上述のシステム及び方法に使用されるモジュールは、ハードウェアまたはソフトウェアもしくはハードウェアとソフトウェアの組み合わせを含み得ることが理解される。 It will be appreciated that the modules used in the systems and methods described above may include hardware or software or a combination of hardware and software.

本発明の種々の実施形態を説明したが、さらに多くの実施形態および実装例が本発明の適用範囲内で可能であることが当業者に明らかであろう。 While various embodiments of the invention have been described, it will be apparent to those skilled in the art that many more embodiments and implementations are possible within the scope of the invention.

Claims

A room containing the location of the listener and the location of the speaker;
A number of loudspeakers arranged in the room;
At least one microphone disposed in the room;
A signal processing module connected to the multiple loudspeakers and the at least one microphone,
In association with the plurality of loudspeakers, a first sound zone is established around the listener's location and a second sound zone is established around the speaker's location;
Determining a parameter of a state of sound present in the first sound zone in association with the at least one microphone, and in association with the plurality of loudspeakers and in the first sound zone; Generating a speech masking sound in the first sound segment configured to reduce a common speech intelligibility in the first sound segment based on the determined sound state;
The signal processing module configured as follows:
Sound compartment equipment.

The signal processing module receives at least one signal representative of the state of the sound in the first sound segment and the signal representative of the state of the sound in the first sound segment and a psychoacoustic masking model The sound compartment facility of claim 1, further comprising a masking signal calculation module configured to provide a voice masking signal based on at least one of the common voice intelligibility model.

The signal processing module receives the voice masking signal and generates the voice masking sound in the first sound section in association with the plurality of loudspeakers and based on the voice masking signal. The sound compartment facility according to claim 2, comprising a multiple-input multiple-output system.

The said multiple loudspeaker comprises at least one of a directional loudspeaker, a loudspeaker with an active beamformer, a near-field loudspeaker, and a loudspeaker with an acoustic lens. Sound compartment facilities.

The signal processing module includes an acoustic echo cancellation module connected to the at least one microphone and receiving at least one microphone signal, the echo cancellation module being configured to further receive at least the audio masking signal. And at least a signal representative of an estimate of the acoustic echo of at least the speech masking signal included in the at least one microphone signal for determining the state of the sound in the first sound segment. The said sound division installation in any one of Claims 2-4 comprised by these.

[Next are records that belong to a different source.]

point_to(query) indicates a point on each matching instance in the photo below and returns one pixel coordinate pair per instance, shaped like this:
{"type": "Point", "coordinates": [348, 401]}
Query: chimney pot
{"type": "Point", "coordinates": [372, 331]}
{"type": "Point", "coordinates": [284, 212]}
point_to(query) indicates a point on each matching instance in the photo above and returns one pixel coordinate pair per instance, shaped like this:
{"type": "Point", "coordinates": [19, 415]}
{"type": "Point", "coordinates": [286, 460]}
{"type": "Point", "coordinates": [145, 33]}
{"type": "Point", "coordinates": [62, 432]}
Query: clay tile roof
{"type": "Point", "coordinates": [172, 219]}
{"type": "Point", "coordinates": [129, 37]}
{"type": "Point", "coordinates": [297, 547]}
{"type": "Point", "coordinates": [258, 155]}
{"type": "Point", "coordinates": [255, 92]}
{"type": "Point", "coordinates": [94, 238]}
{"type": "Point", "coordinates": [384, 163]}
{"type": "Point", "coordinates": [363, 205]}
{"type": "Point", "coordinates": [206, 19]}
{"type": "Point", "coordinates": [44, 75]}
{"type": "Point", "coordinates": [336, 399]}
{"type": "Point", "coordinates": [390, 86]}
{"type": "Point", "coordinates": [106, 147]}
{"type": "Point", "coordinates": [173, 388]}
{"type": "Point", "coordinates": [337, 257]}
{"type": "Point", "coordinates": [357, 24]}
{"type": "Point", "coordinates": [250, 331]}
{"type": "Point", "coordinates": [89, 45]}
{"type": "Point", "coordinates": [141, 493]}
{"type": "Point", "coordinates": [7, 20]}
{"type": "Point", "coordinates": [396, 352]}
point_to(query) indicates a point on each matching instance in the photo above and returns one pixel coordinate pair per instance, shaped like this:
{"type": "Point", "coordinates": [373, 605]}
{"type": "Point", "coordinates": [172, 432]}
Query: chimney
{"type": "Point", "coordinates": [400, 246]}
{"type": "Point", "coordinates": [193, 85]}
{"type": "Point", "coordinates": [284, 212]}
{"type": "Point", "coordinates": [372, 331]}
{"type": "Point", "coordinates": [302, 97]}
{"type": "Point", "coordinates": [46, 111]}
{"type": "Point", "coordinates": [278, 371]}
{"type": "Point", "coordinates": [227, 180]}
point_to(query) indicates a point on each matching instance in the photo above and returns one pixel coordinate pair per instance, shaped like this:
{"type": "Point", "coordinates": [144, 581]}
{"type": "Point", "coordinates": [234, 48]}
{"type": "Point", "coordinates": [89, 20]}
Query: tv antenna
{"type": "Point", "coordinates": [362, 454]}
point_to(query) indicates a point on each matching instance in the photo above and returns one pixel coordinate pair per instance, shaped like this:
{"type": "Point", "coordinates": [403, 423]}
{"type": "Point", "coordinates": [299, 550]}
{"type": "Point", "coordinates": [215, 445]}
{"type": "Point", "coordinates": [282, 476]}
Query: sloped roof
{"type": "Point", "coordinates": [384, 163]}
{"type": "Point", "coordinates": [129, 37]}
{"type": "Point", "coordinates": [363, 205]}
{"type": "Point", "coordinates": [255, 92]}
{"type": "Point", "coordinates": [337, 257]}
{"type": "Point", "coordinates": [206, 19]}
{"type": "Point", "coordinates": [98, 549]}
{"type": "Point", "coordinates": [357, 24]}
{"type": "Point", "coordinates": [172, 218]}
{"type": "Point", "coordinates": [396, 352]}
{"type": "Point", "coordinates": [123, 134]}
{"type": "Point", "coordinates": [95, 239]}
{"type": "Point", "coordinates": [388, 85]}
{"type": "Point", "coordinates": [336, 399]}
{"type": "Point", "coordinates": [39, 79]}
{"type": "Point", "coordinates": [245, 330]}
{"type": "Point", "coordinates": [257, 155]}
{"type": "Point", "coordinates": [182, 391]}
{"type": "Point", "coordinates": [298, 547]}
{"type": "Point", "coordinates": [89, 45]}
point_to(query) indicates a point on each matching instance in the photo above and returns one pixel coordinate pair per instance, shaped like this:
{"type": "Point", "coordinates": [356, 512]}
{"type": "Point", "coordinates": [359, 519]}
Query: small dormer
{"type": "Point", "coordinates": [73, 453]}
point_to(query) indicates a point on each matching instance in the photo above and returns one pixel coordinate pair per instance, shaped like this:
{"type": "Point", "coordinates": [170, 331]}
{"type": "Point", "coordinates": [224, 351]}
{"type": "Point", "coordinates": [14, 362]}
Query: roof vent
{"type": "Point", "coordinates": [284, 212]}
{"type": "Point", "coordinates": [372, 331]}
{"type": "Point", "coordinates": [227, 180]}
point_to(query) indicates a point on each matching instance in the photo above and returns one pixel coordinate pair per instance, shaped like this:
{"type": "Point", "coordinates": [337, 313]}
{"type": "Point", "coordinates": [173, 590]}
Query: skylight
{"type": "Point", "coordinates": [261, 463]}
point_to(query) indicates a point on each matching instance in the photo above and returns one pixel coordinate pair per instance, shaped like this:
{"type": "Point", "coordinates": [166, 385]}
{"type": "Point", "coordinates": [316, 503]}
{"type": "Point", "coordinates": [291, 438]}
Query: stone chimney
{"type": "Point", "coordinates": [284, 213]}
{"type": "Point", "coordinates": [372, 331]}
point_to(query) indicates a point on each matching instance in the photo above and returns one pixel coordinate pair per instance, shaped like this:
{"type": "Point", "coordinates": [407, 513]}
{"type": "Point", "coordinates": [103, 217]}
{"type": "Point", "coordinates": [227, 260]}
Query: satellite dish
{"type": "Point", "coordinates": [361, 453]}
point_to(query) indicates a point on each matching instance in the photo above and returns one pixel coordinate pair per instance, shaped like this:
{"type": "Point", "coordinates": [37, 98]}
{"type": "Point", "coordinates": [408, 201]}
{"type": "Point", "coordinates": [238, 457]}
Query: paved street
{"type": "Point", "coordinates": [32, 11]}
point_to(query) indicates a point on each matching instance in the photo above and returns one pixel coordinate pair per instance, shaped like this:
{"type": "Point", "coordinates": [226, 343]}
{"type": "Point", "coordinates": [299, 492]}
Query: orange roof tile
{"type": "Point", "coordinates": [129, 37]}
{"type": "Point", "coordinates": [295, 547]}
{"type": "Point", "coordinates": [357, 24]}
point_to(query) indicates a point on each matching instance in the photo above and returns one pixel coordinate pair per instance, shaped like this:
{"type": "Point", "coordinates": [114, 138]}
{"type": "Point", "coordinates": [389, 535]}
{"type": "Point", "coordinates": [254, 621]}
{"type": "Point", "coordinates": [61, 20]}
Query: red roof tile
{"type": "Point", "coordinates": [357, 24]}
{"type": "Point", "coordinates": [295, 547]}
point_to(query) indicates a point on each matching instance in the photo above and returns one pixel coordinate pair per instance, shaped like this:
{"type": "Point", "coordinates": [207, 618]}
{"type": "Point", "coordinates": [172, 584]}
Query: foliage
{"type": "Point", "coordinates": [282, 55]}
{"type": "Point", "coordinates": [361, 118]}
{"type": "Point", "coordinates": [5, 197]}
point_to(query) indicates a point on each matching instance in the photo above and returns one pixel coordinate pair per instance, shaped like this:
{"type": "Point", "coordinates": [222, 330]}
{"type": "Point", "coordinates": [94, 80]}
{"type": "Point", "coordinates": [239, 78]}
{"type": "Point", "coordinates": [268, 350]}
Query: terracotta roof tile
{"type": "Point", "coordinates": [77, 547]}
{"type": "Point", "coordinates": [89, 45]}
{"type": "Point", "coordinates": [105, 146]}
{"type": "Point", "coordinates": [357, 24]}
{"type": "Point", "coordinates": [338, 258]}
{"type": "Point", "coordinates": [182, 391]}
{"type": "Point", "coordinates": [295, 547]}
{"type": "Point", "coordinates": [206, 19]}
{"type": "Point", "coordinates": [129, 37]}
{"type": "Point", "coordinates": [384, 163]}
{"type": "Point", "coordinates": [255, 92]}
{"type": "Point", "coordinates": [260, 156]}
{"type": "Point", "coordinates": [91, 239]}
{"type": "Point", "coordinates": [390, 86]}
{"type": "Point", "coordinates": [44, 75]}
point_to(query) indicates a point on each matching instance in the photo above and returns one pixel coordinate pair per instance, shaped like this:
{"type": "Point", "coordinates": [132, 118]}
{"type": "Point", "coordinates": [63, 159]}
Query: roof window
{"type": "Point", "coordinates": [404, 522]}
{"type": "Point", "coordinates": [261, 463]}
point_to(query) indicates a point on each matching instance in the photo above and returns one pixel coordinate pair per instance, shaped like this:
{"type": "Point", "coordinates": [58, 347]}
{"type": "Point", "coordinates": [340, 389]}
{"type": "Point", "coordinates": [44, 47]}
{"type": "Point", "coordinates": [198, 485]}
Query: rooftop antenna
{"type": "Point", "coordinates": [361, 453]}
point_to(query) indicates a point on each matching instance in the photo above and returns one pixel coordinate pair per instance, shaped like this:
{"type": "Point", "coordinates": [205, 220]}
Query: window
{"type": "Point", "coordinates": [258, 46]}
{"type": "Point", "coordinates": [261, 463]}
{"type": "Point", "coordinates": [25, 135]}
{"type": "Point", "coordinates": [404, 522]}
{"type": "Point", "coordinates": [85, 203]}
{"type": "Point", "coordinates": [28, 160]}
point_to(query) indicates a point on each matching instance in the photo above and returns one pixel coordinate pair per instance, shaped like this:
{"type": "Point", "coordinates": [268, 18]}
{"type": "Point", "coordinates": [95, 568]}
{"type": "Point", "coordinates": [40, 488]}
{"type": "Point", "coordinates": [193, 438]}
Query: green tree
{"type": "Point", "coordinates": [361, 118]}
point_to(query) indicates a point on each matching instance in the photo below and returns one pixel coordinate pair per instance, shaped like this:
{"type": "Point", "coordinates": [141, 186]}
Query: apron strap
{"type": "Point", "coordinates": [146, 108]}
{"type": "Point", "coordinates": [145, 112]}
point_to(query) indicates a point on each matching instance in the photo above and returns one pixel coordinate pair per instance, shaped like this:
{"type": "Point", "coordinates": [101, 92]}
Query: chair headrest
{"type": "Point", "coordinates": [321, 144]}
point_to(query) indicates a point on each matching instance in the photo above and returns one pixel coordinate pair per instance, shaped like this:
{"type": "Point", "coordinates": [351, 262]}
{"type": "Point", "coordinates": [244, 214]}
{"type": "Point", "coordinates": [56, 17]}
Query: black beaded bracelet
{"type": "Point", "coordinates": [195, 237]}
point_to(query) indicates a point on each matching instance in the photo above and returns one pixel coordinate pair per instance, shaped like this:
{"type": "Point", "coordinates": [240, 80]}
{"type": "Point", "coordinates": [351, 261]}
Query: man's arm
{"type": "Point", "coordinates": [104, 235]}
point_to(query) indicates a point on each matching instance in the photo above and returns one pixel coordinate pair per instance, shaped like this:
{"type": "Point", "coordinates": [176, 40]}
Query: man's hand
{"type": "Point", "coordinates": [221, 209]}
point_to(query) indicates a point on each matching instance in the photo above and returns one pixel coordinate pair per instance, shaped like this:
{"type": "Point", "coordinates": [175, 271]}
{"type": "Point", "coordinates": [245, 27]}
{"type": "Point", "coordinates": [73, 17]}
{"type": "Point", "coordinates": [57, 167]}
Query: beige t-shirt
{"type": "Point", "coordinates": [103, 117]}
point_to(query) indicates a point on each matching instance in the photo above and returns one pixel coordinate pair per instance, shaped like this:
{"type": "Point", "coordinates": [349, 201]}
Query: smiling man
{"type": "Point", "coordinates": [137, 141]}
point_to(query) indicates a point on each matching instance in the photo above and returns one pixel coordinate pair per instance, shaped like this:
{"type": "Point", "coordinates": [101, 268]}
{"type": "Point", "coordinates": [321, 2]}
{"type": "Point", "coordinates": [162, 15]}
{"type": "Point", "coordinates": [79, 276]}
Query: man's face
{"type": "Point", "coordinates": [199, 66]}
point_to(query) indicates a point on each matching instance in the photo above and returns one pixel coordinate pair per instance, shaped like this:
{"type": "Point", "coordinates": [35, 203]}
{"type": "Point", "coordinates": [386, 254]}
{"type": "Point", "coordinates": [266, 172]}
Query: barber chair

The signal processing module includes:
A noise reduction module configured to estimate an audio signal included in the microphone signal and to provide a signal representative of the estimated audio signal;
Configured to receive the signal representative of the estimated audio signal and to generate the signal representative of the state of the sound in the first sound segment based further on the estimated audio signal. Gain calculation module,
The sound partition facility according to claim 5, further comprising:

The signal processing module is configured to estimate an ambient noise signal included in the microphone signal and to provide a signal representative of the estimated noise signal;
Configured to receive the signal representative of the estimated noise signal and to generate the signal representative of the state of the sound in the first sound segment based further on the estimated noise signal. The sound partition facility according to claim 5, further comprising a gain calculation module.

The speaker in the second sound zone is a close speaker communicating with a remote speaker via a hands-free communication terminal;
The sound compartment facility according to any of claims 1 to 7, wherein the signal processing module is further configured to direct sound from the communication terminal to the second sound compartment instead of the first sound compartment. .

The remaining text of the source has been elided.